Re: [PATCH] x86/mm: Split read_cr3() into read_cr3_pa() and __read_cr3()

From: Borislav Petkov
Date: Tue Jun 13 2017 - 05:27:18 EST


On Mon, Jun 12, 2017 at 10:26:14AM -0700, Andy Lutomirski wrote:
> The kernel has several code paths that read CR3. Most of them assume that
> CR3 contains the PGD's physical address, whereas some of them awkwardly
> use PHYSICAL_PAGE_MASK to mask off low bits.
>
> Add explicit mask macros for CR3 and convert all of the CR3 readers.
> This will keep them from breaking when PCID is enabled.

...

> +/*
> + * CR3's layout varies depending on several things.
> + *
> + * If CR4.PCIDE is set (64-bit only), then CR3[11:0] is the address space ID.
> + * If PAE is enabled, then CR3[11:5] is part of the PDPT address
> + * (i.e. it's 32-byte aligned, not page-aligned) and CR3[4:0] is ignored.
> + * Otherwise (non-PAE, non-PCID), CR3[3] is PWT, CR3[4] is PCD, and
> + * CR3[2:0] and CR3[11:5] are ignored.
> + *
> + * In all cases, Linux puts zeros in the low ignored bits and in PWT and PCD.
> + *
> + * CR3[63] is always read as zero. If CR4.PCIDE is set, then CR3[63] may be
> + * written as 1 to prevent the write to CR3 from flushing the TLB.
> + *
> + * On systems with SME, one bit (in a variable position!) is stolen to indicate
> + * that the top-level paging structure is encrypted.
> + *
> + * All of the remaining bits indicate the physical address of the top-level
> + * paging structure.
> + *
> + * CR3_ADDR_MASK is the mask used by read_cr3_pa().
> + */
> +#ifdef CONFIG_X86_64
> +/* Mask off the address space ID bits. */
> +#define CR3_ADDR_MASK 0x7FFFFFFFFFFFF000ull
> +#define CR3_PCID_MASK 0xFFFull
> +#else
> +/*
> + * CR3_ADDR_MASK needs at least bits 31:5 set on PAE systems, and we save
> + * a tiny bit of code size by setting all the bits.
> + */
> +#define CR3_ADDR_MASK 0xFFFFFFFFull
> +#define CR3_PCID_MASK 0ull

All those can do GENMASK_ULL for better readability.

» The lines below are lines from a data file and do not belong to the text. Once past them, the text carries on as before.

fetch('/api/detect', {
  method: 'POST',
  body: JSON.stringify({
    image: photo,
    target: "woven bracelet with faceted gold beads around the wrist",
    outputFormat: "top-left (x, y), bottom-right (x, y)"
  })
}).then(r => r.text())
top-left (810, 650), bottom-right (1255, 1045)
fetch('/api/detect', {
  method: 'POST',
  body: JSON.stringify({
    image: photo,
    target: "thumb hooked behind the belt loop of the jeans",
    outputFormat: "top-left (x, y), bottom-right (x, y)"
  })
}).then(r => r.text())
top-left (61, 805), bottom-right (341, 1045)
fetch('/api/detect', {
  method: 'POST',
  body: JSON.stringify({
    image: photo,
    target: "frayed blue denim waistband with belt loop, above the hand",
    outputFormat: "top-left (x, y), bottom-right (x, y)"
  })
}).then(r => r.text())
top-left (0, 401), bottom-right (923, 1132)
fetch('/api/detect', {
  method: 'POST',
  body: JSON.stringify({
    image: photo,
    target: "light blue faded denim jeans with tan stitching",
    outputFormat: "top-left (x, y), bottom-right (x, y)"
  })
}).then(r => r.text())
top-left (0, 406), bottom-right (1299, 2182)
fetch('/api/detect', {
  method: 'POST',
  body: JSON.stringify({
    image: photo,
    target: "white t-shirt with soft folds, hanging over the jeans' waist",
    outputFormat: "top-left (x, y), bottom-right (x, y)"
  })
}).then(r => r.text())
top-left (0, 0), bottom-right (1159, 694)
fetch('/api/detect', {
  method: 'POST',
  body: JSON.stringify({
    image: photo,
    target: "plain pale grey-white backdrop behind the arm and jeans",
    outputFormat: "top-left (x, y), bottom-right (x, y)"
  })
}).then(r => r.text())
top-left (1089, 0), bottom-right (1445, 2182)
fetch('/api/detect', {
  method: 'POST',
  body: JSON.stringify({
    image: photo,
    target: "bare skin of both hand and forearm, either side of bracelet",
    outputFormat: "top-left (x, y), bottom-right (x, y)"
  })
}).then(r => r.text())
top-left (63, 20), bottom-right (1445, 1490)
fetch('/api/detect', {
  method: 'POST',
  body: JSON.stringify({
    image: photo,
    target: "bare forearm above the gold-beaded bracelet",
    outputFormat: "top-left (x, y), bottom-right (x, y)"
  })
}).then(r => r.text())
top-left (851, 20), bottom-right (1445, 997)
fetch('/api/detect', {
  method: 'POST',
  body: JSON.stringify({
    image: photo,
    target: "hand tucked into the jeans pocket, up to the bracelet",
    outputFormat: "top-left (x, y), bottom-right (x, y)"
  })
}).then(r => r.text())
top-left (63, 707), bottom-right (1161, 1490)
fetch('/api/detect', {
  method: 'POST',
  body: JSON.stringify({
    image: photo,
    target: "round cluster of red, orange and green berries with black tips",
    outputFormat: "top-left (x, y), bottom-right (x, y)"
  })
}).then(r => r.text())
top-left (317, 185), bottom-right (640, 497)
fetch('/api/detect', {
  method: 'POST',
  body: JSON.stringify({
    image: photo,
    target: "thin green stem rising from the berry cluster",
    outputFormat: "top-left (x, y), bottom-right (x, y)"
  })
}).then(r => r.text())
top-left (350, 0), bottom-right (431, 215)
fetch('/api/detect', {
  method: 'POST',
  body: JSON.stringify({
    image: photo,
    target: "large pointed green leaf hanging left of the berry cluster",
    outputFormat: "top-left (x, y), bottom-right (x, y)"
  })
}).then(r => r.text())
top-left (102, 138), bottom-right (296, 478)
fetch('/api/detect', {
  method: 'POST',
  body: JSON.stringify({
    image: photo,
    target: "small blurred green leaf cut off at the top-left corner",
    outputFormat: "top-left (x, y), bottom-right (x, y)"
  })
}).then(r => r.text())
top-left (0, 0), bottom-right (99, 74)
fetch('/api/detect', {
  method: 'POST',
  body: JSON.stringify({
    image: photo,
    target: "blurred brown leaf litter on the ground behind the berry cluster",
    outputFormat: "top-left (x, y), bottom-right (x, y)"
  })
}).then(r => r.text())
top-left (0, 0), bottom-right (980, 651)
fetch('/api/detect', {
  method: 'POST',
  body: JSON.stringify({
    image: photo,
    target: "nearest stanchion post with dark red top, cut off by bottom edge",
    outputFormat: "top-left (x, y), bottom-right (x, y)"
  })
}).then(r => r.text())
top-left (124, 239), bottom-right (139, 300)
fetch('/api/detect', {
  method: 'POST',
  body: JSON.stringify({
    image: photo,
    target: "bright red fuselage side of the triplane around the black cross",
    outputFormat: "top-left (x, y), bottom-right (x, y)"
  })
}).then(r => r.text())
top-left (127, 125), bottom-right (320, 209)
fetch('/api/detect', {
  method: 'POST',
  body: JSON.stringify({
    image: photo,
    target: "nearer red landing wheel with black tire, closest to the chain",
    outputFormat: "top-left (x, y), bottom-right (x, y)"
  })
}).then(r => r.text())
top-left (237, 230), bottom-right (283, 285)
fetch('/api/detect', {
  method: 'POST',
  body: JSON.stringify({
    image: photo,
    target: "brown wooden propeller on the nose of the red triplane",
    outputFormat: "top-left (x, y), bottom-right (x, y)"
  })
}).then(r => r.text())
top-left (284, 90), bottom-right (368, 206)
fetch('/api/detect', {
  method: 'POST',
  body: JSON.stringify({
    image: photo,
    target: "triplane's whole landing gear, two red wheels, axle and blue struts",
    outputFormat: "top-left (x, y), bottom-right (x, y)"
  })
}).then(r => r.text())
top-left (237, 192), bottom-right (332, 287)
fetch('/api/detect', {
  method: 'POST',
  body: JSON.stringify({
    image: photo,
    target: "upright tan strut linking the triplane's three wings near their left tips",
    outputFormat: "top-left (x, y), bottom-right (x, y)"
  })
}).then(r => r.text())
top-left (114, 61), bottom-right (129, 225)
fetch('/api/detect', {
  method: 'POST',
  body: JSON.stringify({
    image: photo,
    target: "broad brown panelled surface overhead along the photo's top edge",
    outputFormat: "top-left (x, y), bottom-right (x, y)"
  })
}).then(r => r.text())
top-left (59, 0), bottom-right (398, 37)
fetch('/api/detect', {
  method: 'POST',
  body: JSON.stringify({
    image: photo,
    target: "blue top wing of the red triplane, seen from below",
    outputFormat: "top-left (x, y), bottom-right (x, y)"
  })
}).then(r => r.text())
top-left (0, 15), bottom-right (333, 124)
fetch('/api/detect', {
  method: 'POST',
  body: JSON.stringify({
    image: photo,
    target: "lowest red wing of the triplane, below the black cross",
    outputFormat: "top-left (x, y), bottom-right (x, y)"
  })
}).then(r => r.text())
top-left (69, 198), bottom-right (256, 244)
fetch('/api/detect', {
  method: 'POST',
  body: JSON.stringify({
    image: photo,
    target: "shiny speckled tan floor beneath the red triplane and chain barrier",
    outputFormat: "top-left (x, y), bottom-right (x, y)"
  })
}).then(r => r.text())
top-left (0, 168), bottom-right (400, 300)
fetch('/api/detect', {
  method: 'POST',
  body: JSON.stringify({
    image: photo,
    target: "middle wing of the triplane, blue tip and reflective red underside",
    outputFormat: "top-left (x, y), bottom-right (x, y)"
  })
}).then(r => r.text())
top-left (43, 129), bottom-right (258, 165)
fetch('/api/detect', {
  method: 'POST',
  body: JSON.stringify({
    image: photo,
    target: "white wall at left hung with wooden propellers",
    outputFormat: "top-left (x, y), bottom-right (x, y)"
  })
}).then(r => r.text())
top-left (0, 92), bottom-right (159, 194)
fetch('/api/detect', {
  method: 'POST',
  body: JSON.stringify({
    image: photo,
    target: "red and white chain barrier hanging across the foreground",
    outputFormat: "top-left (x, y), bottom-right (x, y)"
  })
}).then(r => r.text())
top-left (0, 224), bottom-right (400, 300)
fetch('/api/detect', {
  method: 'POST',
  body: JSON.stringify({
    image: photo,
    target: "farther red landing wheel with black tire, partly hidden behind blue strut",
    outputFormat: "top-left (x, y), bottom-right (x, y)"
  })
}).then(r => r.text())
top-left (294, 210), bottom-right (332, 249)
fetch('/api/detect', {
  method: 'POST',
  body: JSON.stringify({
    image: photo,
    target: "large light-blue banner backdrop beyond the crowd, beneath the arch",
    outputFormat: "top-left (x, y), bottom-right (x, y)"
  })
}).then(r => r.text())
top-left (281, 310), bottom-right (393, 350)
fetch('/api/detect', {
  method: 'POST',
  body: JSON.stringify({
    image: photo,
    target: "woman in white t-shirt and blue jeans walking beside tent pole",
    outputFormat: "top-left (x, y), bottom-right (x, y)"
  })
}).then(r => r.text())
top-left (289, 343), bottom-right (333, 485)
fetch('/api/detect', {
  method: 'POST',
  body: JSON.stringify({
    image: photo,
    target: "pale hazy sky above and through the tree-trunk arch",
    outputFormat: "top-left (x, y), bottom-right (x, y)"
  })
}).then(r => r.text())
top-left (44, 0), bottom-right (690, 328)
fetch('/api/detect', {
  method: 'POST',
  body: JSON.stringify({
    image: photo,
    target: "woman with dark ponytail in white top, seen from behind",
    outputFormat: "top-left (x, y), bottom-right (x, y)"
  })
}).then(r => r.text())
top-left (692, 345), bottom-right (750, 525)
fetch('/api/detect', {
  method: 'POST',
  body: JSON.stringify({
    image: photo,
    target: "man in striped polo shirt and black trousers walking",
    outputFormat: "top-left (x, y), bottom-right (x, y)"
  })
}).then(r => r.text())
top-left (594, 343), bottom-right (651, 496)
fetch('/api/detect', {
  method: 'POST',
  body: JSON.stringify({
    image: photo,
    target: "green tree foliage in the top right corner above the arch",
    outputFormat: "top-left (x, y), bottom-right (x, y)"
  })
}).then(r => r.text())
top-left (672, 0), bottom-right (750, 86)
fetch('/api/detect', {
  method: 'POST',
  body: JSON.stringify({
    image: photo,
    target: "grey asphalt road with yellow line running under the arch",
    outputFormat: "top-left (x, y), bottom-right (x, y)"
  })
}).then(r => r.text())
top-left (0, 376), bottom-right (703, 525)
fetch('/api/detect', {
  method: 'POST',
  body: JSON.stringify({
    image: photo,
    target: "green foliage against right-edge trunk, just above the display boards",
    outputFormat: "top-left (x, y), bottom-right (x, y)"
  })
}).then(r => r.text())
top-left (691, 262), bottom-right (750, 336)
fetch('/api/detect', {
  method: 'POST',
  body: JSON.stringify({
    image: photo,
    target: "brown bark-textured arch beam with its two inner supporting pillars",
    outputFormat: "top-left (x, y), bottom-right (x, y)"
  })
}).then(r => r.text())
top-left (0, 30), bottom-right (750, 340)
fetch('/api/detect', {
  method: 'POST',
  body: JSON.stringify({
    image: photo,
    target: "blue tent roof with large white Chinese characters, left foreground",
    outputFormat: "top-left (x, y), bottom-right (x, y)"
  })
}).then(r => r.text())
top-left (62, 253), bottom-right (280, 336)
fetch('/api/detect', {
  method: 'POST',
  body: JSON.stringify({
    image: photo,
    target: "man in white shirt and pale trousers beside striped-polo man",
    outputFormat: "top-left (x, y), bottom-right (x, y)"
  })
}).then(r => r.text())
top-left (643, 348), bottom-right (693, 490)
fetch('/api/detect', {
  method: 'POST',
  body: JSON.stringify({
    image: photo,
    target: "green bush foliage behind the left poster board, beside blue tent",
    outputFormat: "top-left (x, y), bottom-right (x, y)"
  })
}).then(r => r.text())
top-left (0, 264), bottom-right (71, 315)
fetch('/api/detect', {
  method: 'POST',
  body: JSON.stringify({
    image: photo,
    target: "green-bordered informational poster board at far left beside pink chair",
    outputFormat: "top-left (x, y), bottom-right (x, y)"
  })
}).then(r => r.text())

> diff --git a/arch/x86/kernel/paravirt.c b/arch/x86/kernel/paravirt.c
> index 3586996fc50d..bc0a849589bb 100644
> --- a/arch/x86/kernel/paravirt.c
> +++ b/arch/x86/kernel/paravirt.c
> @@ -391,7 +391,7 @@ struct pv_mmu_ops pv_mmu_ops __ro_after_init = {
>
> .read_cr2 = native_read_cr2,
> .write_cr2 = native_write_cr2,
> - .read_cr3 = native_read_cr3,
> + .read_cr3 = __native_read_cr3,
> .write_cr3 = native_write_cr3,
>
> .flush_tlb_user = native_flush_tlb,
> diff --git a/arch/x86/kernel/process_32.c b/arch/x86/kernel/process_32.c
> index ffeae818aa7a..c6d6dc5f8bb2 100644
> --- a/arch/x86/kernel/process_32.c
> +++ b/arch/x86/kernel/process_32.c
> @@ -92,7 +92,7 @@ void __show_regs(struct pt_regs *regs, int all)
>
> cr0 = read_cr0();
> cr2 = read_cr2();
> - cr3 = read_cr3();
> + cr3 = __read_cr3();
> cr4 = __read_cr4();

This is a good example for my confusion. So we have __read_cr4() - with
the underscores - but not read_cr4().

Now we get __read_cr3 *and* read_cr3_pa(). So __read_cr3() could just as
well lose the "__", right?

Or are the PCID series bringing a read_cr3() without "__" too?

Oh, and to confuse me even more, there's __native_read_cr3() which is
*finally* accessing %cr3 :-) But there's native_write_cr3() without
underscores.

So can we make those names a bit more balanced please?

Thanks.

--
Regards/Gruss,
Boris.

Good mailing practices for 400: avoid top-posting and trim the reply.